In January, James Squire caused a social media outrage when it reduced the size of its popular One Fifty Lashes Pale Ale from 345 ml to 330 ml. That equates to three teaspoons less beer in every bottle, probably not even a mouthful. I know that doesn’t sound like much but in reality – when you buy a box of 24 beers – that’s one beer fewer that you get every carton you buy.

Coca-Cola led the way years ago when it reduced its cans from 375 ml to 330 ml.

In Australia, we all know and love Tim Tams. They are a food icon which we have been devouring for 60 years.

A derivative of the Penguin biscuit from the UK, Arnott’s introduced them to the Australian market in 1963. By the turn of the century, we were eating 30 million packets of them annually, and exporting them to America and Asia.

Tim Tams come in many varieties – original, double chocolate, caramel, white chocolate etc. The list is almost endless. But did you realise that not all Tim Tam packets are the same?

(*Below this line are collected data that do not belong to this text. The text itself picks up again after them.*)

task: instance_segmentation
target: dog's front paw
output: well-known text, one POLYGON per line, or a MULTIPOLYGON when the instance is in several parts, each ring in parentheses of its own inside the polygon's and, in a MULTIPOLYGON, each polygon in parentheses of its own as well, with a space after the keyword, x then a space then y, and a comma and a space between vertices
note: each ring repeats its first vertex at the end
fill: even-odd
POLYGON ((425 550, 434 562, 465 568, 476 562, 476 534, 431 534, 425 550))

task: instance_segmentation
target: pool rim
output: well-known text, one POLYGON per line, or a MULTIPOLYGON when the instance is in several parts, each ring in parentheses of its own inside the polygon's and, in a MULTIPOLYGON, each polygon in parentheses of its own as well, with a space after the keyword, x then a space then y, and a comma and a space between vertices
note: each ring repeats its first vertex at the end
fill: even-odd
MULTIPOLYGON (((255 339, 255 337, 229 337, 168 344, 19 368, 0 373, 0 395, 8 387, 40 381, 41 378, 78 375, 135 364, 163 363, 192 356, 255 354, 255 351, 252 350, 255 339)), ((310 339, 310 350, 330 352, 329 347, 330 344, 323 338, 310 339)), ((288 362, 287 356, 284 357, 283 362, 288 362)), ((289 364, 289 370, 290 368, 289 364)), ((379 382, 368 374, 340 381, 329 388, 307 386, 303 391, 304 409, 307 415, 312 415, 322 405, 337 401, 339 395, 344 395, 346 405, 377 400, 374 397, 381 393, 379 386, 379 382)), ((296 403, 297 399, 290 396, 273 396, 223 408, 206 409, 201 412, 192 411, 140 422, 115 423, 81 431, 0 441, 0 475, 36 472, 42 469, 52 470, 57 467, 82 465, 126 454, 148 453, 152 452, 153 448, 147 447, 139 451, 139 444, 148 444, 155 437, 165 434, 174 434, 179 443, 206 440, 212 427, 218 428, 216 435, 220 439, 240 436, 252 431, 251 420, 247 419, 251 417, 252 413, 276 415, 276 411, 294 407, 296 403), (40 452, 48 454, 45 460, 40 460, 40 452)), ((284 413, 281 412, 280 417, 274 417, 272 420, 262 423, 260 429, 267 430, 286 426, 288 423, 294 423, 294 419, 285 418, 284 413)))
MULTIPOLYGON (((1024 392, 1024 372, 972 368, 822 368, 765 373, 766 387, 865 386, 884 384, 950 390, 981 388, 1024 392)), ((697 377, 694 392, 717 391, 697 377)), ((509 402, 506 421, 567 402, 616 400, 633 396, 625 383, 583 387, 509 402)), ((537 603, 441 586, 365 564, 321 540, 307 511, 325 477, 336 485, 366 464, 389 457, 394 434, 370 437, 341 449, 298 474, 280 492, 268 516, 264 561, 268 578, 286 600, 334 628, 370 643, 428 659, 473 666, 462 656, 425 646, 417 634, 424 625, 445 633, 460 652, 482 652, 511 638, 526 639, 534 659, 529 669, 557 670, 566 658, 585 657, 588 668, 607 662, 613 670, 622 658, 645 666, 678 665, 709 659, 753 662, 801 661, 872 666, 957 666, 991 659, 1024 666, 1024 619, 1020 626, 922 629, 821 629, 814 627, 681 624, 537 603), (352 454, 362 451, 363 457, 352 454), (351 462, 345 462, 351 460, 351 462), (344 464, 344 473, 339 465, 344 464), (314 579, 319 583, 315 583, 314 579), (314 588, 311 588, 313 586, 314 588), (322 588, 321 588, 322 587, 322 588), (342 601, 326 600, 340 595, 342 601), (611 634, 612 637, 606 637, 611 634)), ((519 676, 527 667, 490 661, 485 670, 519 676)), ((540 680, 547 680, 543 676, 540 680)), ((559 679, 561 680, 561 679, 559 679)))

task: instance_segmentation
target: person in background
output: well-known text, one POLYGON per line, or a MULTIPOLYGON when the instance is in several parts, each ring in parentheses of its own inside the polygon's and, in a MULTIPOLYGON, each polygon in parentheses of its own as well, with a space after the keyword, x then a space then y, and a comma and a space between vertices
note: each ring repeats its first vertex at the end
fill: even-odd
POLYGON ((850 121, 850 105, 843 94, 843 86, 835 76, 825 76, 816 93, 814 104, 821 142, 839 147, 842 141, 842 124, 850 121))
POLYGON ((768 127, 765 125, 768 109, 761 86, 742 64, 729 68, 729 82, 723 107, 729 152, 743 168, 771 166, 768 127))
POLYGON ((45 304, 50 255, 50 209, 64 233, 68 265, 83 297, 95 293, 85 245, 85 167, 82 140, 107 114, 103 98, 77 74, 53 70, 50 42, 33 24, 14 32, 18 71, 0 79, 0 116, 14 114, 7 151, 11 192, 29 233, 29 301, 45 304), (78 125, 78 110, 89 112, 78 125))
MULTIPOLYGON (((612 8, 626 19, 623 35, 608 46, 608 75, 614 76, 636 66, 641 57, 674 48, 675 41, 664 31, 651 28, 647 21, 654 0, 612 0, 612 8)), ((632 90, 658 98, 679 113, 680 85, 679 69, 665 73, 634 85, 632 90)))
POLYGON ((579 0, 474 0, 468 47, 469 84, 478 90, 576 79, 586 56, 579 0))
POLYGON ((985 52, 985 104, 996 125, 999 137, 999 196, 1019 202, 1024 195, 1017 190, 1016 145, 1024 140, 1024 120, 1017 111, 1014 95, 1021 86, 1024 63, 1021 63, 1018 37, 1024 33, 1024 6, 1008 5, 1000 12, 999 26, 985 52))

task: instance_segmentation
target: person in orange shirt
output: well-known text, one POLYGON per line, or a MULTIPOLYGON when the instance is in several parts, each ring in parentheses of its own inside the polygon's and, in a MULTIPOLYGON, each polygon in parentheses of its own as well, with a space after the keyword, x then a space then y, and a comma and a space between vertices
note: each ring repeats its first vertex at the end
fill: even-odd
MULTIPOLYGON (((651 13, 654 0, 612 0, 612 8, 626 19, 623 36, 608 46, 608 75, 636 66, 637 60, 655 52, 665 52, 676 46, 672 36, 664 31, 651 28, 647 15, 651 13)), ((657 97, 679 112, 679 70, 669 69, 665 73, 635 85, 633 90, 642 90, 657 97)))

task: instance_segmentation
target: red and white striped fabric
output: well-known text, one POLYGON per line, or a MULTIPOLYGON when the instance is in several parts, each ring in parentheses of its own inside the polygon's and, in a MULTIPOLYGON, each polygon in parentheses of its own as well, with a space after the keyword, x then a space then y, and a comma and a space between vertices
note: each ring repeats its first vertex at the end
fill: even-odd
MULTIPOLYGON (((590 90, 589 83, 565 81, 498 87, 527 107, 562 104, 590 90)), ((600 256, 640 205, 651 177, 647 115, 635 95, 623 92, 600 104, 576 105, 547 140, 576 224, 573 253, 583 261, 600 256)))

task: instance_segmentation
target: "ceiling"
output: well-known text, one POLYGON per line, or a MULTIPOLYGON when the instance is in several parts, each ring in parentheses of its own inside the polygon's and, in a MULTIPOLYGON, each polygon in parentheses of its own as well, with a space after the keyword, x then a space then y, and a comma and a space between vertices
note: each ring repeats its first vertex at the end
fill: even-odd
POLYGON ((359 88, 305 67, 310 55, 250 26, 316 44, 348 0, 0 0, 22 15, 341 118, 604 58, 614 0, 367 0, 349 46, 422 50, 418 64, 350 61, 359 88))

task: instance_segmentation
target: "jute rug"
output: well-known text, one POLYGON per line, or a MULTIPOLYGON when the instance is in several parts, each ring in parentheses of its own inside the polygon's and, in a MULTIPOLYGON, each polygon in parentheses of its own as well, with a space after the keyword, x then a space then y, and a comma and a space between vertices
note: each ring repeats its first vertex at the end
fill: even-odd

There are 11 biscuits in an original pack now. I’m sure there used to be 12, perhaps even 13. But next time you buy a packet of the Tim Tam Deluxe Dark Choc Mint biscuits take a moment to count them as you will find there are only eight. The outside packaging is exactly the same. When you buy these sweet treats, you would have no idea you are getting three fewer biscuits.

Woolworths currently has the 200g original pack on sale for $3.50. The Deluxe pack, which weighs 175g, is selling for $4.75.

I suspect that this is a clever marketing ploy. Once we become comfortable with eight biscuits in a packet, Arnott’s will start to reduce the number of Tim Tams in the original pack – and the public won’t even blink an eyelid.

So, with all of this food shrinkage, how are we managing to get bigger and bigger each year? It doesn’t make sense.

In Australia, almost 64 per cent of our adult population is considered to be overweight or obese. Almost 25 per cent of our children also fit this category.

During Covid-19 lockdowns, one in three of us ballooned and piled on the kilos.

Australia is now in the top five countries in the OECD when it comes to the percentage of adults considered to be obese.
In a few years, 10 per cent of the country’s total healthcare spending will go toward treating diseases that are a direct result of Australia’s obesity levels.

Perhaps, rather than complaining, I should be thanking McDonald’s for shrinking my hash browns and taking some of the pressure off my waistline.